Here is where you can truly develop your GQ manor and strut like the rest of the size 32 crowd walking those city blocks. You should most definitely get your sports coat tailored. Take the 15 minutes out of your life and find a good dry cleaner/tailor (I recommend dry cleaner because its cheaper) and let them measure how your coat should really fit on your body. Although we all know the “comfortability” that large cover-ups like sports coats may give us, it just serves as a mechanism to seem larger than you really are. Sports coats should be tailored to fit slight snug when fully buttoned. This allows you to unbutton after dinner without having to worry about tons of material flapping through the winds at your sides. One of the most important things to remember is that bigger guys will have to purchase bigger blazers.

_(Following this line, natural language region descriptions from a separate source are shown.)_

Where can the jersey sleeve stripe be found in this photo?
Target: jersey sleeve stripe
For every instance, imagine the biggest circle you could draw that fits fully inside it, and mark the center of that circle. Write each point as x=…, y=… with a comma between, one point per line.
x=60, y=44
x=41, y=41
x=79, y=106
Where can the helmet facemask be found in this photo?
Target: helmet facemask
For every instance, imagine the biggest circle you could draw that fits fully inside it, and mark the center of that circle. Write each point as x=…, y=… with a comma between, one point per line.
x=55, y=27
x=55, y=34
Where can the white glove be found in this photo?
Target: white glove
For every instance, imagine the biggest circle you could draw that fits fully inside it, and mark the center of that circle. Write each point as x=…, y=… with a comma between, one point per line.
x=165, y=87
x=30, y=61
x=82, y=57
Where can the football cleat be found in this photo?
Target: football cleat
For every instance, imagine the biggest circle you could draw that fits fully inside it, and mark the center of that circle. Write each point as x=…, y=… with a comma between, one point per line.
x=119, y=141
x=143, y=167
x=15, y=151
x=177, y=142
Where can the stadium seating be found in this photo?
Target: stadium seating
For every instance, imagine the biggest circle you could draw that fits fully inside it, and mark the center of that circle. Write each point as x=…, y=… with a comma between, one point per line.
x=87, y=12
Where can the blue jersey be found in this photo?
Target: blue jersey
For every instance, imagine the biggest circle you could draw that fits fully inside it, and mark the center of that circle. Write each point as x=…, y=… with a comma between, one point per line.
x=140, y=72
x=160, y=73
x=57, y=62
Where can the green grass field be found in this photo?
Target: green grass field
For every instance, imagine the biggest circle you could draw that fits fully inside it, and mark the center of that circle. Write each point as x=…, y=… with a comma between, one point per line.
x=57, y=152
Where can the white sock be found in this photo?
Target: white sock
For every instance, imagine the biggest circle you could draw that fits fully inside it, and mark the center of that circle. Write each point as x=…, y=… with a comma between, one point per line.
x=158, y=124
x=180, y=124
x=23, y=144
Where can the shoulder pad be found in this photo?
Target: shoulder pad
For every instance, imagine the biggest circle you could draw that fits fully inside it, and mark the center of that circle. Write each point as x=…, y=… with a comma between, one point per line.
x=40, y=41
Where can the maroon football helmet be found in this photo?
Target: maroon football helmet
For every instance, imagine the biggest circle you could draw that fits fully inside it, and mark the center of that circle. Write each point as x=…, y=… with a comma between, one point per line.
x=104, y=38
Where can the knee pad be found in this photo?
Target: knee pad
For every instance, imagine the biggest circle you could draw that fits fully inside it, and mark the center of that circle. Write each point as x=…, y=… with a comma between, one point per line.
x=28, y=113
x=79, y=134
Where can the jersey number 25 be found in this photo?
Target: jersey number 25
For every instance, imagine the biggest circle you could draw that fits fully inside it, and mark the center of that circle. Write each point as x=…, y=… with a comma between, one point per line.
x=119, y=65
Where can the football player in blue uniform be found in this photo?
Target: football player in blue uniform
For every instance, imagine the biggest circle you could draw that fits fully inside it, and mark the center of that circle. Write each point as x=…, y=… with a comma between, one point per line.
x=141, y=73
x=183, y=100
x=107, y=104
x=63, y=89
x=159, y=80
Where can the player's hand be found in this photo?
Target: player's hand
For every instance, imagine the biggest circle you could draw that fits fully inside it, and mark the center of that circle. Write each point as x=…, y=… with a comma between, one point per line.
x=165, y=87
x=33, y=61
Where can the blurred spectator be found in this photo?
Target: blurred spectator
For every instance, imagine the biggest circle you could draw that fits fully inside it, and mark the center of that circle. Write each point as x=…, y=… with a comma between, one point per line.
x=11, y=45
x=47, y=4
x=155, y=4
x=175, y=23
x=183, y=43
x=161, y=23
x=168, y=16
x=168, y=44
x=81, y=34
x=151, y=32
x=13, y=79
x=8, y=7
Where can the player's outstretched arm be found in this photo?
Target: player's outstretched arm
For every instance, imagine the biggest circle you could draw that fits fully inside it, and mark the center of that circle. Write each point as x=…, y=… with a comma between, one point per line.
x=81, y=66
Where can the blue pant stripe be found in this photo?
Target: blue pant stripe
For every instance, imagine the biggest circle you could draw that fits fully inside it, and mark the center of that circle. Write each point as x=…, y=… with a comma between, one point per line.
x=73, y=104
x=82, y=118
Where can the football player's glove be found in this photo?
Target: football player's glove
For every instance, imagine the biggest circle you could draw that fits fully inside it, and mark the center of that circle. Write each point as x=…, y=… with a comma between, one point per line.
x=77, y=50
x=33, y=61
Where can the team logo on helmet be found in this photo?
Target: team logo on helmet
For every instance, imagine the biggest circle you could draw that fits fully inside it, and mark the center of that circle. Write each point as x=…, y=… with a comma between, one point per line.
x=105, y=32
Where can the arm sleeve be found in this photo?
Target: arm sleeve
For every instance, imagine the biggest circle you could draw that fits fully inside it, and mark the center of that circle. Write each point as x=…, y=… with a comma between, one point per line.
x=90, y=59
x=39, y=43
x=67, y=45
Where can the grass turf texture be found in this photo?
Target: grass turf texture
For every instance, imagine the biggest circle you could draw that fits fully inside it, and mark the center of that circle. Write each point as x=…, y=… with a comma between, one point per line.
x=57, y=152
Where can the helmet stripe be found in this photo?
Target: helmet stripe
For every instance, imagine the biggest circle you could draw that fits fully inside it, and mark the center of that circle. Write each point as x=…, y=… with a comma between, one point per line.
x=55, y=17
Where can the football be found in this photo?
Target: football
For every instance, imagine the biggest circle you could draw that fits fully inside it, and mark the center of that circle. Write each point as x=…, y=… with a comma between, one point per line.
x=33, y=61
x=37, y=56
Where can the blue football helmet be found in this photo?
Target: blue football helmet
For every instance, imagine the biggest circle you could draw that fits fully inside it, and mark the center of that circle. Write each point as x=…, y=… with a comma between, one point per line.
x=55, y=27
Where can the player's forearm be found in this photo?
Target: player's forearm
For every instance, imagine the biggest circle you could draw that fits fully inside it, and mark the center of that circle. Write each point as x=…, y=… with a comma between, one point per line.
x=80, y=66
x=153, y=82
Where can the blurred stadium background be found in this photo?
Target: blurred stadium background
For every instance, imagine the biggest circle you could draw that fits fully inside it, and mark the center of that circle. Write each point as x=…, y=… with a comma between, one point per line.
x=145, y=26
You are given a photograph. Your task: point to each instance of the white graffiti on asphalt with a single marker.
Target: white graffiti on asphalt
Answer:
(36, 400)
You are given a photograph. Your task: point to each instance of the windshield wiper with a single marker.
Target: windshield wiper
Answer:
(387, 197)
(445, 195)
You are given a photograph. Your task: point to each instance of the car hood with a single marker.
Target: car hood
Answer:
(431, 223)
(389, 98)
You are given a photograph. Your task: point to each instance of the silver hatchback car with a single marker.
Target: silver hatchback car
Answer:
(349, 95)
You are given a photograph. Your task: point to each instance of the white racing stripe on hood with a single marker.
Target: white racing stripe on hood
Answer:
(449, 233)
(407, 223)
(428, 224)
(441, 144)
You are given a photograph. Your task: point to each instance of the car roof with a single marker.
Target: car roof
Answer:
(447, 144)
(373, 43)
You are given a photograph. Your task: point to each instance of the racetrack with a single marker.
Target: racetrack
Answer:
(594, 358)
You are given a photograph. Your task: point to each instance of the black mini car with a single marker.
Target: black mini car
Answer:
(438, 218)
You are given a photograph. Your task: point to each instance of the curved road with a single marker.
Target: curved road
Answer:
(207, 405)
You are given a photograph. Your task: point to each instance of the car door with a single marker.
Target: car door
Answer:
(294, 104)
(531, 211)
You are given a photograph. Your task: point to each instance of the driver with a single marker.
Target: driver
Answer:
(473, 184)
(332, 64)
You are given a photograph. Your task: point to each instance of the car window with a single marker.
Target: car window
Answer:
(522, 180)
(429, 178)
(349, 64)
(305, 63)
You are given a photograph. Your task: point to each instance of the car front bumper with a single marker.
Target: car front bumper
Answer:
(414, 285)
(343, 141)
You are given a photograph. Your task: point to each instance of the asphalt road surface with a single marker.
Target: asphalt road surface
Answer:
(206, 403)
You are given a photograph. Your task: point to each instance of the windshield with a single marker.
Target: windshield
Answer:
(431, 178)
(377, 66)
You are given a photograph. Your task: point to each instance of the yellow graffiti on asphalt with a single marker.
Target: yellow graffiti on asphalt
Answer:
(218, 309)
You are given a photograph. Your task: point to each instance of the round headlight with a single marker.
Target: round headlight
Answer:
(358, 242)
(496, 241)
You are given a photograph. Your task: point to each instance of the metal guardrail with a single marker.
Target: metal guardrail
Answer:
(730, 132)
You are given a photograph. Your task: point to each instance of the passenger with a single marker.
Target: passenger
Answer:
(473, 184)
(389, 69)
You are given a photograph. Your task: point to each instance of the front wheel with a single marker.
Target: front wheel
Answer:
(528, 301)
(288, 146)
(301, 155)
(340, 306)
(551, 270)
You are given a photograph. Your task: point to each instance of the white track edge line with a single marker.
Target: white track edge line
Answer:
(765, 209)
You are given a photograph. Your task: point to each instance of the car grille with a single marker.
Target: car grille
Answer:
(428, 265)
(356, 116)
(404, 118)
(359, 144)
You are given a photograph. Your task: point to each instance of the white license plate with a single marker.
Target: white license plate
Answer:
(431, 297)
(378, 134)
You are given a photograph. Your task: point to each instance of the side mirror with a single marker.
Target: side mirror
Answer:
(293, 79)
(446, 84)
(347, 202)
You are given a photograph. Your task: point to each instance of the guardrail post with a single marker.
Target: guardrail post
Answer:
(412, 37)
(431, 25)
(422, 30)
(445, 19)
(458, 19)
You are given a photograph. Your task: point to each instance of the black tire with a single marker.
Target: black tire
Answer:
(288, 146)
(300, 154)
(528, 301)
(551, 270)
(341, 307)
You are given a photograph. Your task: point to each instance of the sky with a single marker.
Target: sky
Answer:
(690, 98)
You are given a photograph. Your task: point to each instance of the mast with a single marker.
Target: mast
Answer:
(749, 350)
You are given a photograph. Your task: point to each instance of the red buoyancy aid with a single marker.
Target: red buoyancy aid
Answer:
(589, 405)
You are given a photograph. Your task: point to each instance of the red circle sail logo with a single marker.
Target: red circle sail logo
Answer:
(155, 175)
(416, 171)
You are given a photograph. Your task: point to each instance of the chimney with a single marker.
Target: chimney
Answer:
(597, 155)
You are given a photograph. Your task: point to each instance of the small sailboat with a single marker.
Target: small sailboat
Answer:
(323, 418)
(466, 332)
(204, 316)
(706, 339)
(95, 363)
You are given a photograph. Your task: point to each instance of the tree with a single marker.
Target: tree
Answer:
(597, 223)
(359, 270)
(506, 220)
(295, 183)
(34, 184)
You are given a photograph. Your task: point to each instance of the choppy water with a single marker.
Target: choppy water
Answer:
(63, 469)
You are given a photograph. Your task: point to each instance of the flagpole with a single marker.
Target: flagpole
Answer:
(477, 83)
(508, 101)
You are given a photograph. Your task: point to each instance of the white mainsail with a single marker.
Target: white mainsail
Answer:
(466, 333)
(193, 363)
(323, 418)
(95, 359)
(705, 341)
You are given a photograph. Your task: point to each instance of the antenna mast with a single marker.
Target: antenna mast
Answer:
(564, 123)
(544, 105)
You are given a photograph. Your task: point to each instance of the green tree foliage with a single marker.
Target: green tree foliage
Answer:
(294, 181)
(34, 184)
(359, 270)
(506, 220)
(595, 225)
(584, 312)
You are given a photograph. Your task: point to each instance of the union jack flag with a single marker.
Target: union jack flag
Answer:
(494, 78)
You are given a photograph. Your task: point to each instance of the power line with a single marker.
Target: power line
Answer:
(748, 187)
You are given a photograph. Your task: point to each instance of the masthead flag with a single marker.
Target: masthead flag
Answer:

Although the circumference of the blazer might fit perfectly “store bought,” 9 times out of 10, the sleeves will be extremely too long and the shoulders will either sag towards your upper bicep area or, with padded jackets, spill over the top of your shoulders. This is what I like to call a “fridge coat” because ultimately, your upper torso takes the form of a refrigerator. “Baggy” suit jackets, sports coats or blazers are probably the WORST thing a big guy can do to himself so try to keep the extra material to an extra minimum.

*Note: Just in case you were concerned with the shoulder padded jacket forming extra bulk, don’t be. The answer is simple……NO PADDED JACKETS!

Ties:

This is a bit tricky. Unfortunately, not everyone can pull off up-to-date tie-wear. Yeah, it took me sometime to realize it also. So if your thinking of running to the store and picking up a skinny tie to throw on with your outfit….don’t. It just doesn’t seem to work for big guys….we may be too wide, too round…well I’ll call it too broad. Either way, we need to stick to the regular average-joe tie. But, its important to keep a simple tie knot…try to steer clear of the double Windsor and accompanying big knots; its already bad enough that we have almost no neck whatsoever. By adding a fat knot to your outfit, you will instantly be changed into Chris Farley or John Goodman.

Just imagine how overstuffed this man would look with a chunky, collar-filling double windsor.

Next time we’ll delve into the realm of “Man-Boobs”…..yep I said it. Learn how to turn those pockets of flab into a chiseled chest. And if you’re lazy, we’ll just make them disappear with a few extra wardrobe additions.

-LaRok

House Rules #9

9. When in doubt, chose a standard (fat) tie. A 3-inch will always keep you in the game. Less than 2.5″ and you don’t mean business.

Explanation.. here.

fat vs. skinny ties

No opener today. No cute lines or silly tongue-in-cheek wordplay.

Too skinny for business purposes.

However, if you’re in a rock band and consider playing shows “business”.. I apologize. In said workplace, ultra-skinny is completely legitimate.

The Real Battle Wages on Here…. MEDIUM Vs. FAT Ties (seriously)

The Medium Tie (a personal favorite)

  • About 2.75 to 3.375 inches at its widest
  • Bridges business and casual, though with a modern aftertaste (of neckcessorical refreshment)
  • Looks best on slimmer men, proportionally speaking
  • NO double-windsor knots!.. single-windsor or four-in-hand is preferable

This is a good medium example.

The Fat (standard) Tie

  • 3.5-ish inches and up
  • Wear it to court if you’re the defendant.. seriously.. don’t look “too cool for school” before an 80-year-old man or Judge Judy– you WILL lose.
  • Definitely the more accepted business standard.. wear it your first day before you become hip to the office environment
  • It better touch your buckle.. Nothing worse than a short and fat tie.. nobody wants a chode around their neck.. nobody you should look up to.